COMMENTS ON OTHERS:
Jonathan
SUMMARY
InkSeine is a TabletPC application that offers rapid, minimally distracting interactions for users to seek, gather, and manipulate the “task detritus” of electronic work (links to documents, clippings from web pages, or key emails on a topic) across multiple notebook pages. Search offers a facile means to assemble such collages of notes, documents, and bitmaps while keeping the user engrossed in the inking experience as much as possible. InkSeine’s primary work surface is an electronic notebook that allows users to jot ink notes on a series of pages. Thus, all of the search facilities that are the focus of this paper are designed in support of the inking task itself.
InkSeine provides a quick way to collect and annotate content from multiple documents. While current features for gathering content provide ways to drag out information from the search panel, there are opportunities to further leverage the value of in situ search by allowing the user to pull in material for searches from the notes.

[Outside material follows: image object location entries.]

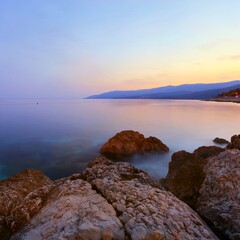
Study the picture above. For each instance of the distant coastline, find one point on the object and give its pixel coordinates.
(225, 99)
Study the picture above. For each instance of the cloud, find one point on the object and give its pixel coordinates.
(235, 57)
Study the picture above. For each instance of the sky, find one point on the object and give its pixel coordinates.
(76, 48)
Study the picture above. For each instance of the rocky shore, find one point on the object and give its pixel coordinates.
(225, 99)
(199, 199)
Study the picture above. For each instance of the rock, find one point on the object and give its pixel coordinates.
(21, 196)
(219, 198)
(185, 176)
(208, 151)
(146, 212)
(74, 211)
(235, 142)
(220, 141)
(127, 143)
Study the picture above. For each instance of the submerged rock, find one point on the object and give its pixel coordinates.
(235, 142)
(219, 200)
(127, 143)
(220, 140)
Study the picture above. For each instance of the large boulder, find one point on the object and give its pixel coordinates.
(146, 212)
(220, 140)
(235, 142)
(74, 211)
(208, 151)
(219, 195)
(185, 174)
(129, 142)
(112, 201)
(21, 196)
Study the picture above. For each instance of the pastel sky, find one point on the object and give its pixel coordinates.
(75, 48)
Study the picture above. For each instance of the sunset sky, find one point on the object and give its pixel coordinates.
(76, 48)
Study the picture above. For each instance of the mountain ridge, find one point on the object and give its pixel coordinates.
(183, 91)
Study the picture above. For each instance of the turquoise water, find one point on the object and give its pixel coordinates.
(59, 137)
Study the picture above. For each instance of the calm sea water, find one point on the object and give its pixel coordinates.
(60, 136)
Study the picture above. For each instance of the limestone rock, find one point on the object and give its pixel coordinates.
(146, 212)
(220, 140)
(235, 142)
(185, 176)
(219, 200)
(21, 196)
(74, 211)
(127, 143)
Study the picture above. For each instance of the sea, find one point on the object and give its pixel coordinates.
(60, 136)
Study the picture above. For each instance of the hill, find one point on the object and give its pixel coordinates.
(185, 91)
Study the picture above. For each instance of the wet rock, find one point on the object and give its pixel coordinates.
(235, 142)
(145, 211)
(21, 196)
(127, 143)
(74, 211)
(219, 199)
(185, 176)
(220, 141)
(208, 151)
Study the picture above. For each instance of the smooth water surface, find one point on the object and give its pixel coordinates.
(59, 137)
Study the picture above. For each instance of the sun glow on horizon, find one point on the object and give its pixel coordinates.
(76, 49)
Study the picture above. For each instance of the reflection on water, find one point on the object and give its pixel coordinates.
(59, 137)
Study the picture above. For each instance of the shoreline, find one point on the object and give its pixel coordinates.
(233, 100)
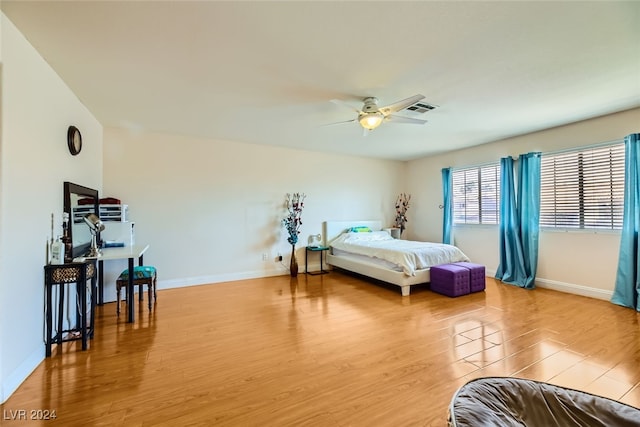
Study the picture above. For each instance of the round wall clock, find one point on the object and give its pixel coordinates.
(74, 140)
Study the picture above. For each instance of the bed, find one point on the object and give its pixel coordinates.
(400, 262)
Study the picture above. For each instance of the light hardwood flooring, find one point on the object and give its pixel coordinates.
(329, 350)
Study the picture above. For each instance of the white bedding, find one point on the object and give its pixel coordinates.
(407, 254)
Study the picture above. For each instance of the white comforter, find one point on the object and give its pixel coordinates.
(409, 255)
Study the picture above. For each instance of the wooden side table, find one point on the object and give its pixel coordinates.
(63, 275)
(320, 250)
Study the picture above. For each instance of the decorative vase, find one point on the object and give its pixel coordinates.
(293, 266)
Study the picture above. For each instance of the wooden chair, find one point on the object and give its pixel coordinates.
(142, 275)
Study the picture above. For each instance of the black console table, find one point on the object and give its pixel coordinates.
(63, 275)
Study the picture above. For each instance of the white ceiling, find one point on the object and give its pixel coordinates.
(265, 72)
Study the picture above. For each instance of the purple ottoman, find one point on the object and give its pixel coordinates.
(449, 279)
(476, 275)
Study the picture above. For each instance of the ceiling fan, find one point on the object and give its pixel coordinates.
(371, 116)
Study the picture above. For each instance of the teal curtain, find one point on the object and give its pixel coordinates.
(627, 287)
(519, 221)
(447, 217)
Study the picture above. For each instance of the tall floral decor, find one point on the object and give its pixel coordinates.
(292, 222)
(402, 205)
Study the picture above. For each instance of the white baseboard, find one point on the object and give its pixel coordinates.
(569, 288)
(11, 383)
(573, 288)
(218, 278)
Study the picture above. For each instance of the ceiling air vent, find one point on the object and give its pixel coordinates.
(420, 108)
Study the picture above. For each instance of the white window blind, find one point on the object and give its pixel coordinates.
(476, 195)
(583, 189)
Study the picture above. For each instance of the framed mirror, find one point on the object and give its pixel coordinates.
(79, 201)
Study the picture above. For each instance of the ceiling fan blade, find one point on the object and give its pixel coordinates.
(400, 105)
(401, 119)
(340, 123)
(344, 104)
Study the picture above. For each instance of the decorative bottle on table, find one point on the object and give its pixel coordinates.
(66, 239)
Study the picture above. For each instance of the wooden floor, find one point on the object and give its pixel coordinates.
(331, 350)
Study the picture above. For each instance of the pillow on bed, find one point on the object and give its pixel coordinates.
(368, 237)
(360, 229)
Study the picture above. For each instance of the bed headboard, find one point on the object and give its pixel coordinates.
(332, 229)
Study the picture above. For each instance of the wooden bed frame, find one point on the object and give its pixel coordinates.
(332, 229)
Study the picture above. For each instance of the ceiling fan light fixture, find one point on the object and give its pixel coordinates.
(371, 121)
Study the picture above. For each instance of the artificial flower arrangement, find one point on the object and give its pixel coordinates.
(402, 205)
(293, 221)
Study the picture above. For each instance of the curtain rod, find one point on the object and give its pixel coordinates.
(544, 153)
(583, 147)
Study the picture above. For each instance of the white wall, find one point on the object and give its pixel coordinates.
(581, 262)
(37, 108)
(210, 209)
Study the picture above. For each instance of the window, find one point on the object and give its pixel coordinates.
(476, 195)
(583, 189)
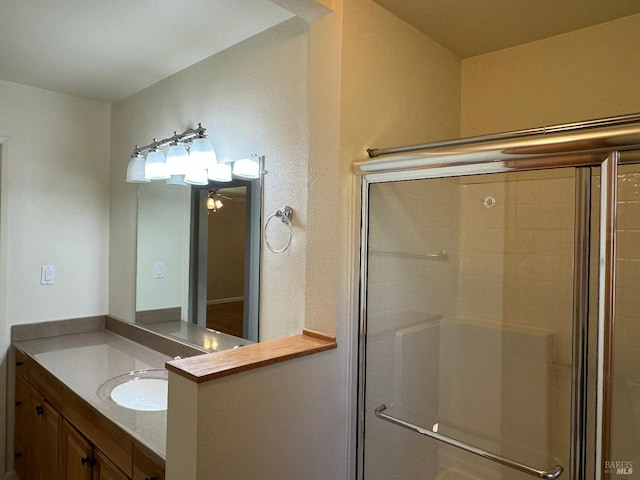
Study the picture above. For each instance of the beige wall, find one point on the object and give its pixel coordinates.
(296, 418)
(55, 211)
(590, 73)
(252, 99)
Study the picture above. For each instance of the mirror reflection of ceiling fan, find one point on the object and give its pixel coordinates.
(214, 201)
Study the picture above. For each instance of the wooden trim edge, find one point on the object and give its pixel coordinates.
(204, 368)
(320, 335)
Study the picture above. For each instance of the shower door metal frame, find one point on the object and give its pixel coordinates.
(522, 153)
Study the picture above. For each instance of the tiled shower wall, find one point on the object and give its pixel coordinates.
(626, 395)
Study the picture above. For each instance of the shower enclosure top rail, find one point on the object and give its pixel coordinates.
(557, 471)
(589, 142)
(546, 130)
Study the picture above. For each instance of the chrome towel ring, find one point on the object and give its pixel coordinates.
(285, 214)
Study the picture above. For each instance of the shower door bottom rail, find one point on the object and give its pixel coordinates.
(557, 471)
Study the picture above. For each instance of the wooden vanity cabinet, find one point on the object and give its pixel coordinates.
(83, 461)
(37, 440)
(58, 437)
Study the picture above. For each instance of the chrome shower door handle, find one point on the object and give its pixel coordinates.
(549, 475)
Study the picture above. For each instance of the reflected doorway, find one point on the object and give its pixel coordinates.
(225, 257)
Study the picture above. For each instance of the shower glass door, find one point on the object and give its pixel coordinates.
(623, 460)
(470, 314)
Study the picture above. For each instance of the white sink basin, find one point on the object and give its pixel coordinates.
(144, 390)
(148, 394)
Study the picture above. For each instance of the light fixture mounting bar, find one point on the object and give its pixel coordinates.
(176, 137)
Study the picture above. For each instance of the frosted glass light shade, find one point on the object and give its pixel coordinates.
(177, 180)
(247, 168)
(135, 170)
(156, 166)
(202, 153)
(177, 159)
(220, 172)
(196, 177)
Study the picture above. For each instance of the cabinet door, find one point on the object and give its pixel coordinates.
(22, 461)
(37, 437)
(77, 454)
(47, 436)
(104, 469)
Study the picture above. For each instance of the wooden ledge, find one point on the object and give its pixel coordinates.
(203, 368)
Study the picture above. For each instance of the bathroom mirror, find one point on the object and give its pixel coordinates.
(199, 255)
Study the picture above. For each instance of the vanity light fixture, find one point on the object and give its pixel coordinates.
(190, 160)
(213, 203)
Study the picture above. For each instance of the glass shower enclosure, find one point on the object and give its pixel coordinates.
(499, 333)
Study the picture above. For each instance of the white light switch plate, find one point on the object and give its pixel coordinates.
(47, 275)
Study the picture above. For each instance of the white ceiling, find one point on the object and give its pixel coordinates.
(474, 27)
(110, 49)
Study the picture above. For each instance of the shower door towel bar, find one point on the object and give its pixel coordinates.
(442, 254)
(557, 471)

InkSeine’s in situ ink search strategy helps to reduce the cognitive barrier between having the thought to do a search while inking, to actually capturing that thought, and potentially acting on it at a later time.
DISCUSSION
InkSeine is a Tablet PC search application that allows users to store a pointer to a search via a breadcrumb object intermixed with their handwritten notes. Hinkley discovered that conventional GUI tooltips could be easily blocked by the hand. InkSeine presented a variation of a theme in which gestures were shown in situ as highlighter annotations over application widgets; the annotations could be toggled on and off with a button press. This technique was well suited toward disclosing simple gestures associated with explicit UI widgets. However, with only a few gestures, the technique cluttered the workspace but did not provide support for accessing more detailed information about subtle or complex gestures or for displaying gestures that required a document context (e.g., a selection lasso).
2 comments:
I'm pretty sure Professor Kerne has something similar to this: combinFormation. It's nice to see someone do roughly the same thing in a slightly different way, but I'm pretty sure most, if not all, of the techniques described in this paper have been done before (or in other papers we've read, which could have been published after this one).
I like the idea of augmenting hand-drawn notes with meta-notes and searches, but I agree that it can cause cluttering. It seemed like one of the points of this system was to REDUCE cluttering, so after a certain point of use the system may actually defeat itself.